Figure 5.. SREBP is required for LpR2 expression

(A) Stage 10 nurse cells with negatively marked SREBP mutant clones stained for DNA (DAPI: blue), clonal marker (GFP:green), and LpR2 (red). Arrows indicate lpr2 membrane staining. Scale bars = 50 um. (B) summary of nurse cell clones analyzed and their LpR2 membrane expression. (C) Proposed model of germline lipid accumulation.

Figure 6.. Ecdysone signaling promotes triglyceride accumulation in adult females

Normalized adult triglyceride (A) and glycogen (C) levels from controls of the indicated genotypes and from EcR^ts/EcR^null mutant animals. (B) Egg laying in control and mag-RNAi expressing animals; n=40; error bar= 1xSD (D) Normalized feeding rate of mature adult males (= 1.0) and females via capillary assay. Triglyceride (E) and glycogen (F) in Oregon R males grown for 4 days on food supplemented with EtOH alone (=1.0) or with 0.5mg/ml 20-hydroxyecdysone . *p<0.005 **p<0.0001.

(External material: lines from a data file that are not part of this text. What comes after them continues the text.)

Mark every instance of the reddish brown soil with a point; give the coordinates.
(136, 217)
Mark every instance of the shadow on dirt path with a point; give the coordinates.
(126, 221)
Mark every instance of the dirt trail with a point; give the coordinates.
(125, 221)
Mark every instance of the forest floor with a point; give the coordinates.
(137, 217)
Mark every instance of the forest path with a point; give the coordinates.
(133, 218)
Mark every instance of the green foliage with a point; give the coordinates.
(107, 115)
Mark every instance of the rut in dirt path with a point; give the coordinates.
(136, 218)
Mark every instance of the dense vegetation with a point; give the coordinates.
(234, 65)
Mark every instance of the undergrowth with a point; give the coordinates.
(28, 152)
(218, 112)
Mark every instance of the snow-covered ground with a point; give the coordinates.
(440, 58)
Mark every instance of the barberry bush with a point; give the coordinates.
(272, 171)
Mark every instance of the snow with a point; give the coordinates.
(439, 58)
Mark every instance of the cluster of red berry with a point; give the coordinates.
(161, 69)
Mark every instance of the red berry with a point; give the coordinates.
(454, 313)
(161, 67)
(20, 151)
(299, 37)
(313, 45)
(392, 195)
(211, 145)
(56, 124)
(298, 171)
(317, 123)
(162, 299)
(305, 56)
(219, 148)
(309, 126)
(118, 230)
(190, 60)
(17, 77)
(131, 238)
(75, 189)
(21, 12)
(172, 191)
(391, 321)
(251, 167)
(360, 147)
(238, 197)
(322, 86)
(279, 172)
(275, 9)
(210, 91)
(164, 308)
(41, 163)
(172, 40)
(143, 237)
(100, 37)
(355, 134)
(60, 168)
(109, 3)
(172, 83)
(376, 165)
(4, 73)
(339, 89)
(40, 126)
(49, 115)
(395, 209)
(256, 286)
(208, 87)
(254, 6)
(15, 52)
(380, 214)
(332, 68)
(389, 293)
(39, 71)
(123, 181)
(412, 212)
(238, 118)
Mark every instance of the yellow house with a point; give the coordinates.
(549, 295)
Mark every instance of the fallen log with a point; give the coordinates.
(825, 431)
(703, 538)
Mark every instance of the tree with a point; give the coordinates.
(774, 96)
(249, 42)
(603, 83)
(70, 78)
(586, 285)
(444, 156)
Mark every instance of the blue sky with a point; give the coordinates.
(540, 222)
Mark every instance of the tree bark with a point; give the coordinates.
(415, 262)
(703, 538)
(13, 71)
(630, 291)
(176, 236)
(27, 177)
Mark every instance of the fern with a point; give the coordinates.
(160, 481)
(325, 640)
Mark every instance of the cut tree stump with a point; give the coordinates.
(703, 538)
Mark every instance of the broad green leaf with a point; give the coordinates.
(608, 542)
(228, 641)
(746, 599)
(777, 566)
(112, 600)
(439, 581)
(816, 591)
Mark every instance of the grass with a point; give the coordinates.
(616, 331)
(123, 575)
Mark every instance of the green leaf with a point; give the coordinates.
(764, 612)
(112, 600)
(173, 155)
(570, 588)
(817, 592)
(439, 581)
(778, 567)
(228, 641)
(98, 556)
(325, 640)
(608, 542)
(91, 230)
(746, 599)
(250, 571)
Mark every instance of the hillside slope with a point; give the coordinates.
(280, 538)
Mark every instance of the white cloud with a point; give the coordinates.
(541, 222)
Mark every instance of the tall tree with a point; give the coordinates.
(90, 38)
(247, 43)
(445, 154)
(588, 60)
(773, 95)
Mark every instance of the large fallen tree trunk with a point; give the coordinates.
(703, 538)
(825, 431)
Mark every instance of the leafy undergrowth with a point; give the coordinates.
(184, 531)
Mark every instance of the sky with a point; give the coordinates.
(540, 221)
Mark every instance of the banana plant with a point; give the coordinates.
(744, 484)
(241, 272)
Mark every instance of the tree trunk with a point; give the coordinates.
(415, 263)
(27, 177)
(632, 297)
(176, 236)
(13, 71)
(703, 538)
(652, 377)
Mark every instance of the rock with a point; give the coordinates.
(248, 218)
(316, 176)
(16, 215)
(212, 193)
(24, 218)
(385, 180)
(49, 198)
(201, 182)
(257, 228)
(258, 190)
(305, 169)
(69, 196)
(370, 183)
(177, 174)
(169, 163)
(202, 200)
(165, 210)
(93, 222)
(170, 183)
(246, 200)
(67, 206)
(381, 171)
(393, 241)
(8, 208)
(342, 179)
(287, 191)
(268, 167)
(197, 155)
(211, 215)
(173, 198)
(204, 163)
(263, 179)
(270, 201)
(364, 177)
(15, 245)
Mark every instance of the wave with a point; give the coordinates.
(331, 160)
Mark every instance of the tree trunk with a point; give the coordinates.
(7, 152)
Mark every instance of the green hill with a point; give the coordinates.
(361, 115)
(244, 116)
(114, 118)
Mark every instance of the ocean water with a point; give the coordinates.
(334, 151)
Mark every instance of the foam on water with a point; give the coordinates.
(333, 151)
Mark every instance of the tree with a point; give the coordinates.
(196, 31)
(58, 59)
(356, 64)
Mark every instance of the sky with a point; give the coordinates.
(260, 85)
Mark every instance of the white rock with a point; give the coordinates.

Figure 7.. EcR functions in the central nervous system to promote feeding in females.

Triglyceride (A) and glycogen (B) in mature adult controls (UAS-EcR-DN/+) or in animals with CNS-driven (Elav-GAL4, GAL80^ts) UAS-EcR-DN. (C) Egg laying/day by females from (UAS-EcR-DN/+) and (Elav-GAL4, GAL80^ts) UAS-EcR-DN) animals, N=40; error bars= 1x SD. (D,E) Feeding rate via capillary assay for the indicated genotypes, normalized to control males = 1.0. (F) Model for the role of ecdysone in metabolic sexual dimorphism. *p<0.005 **p<0.0001.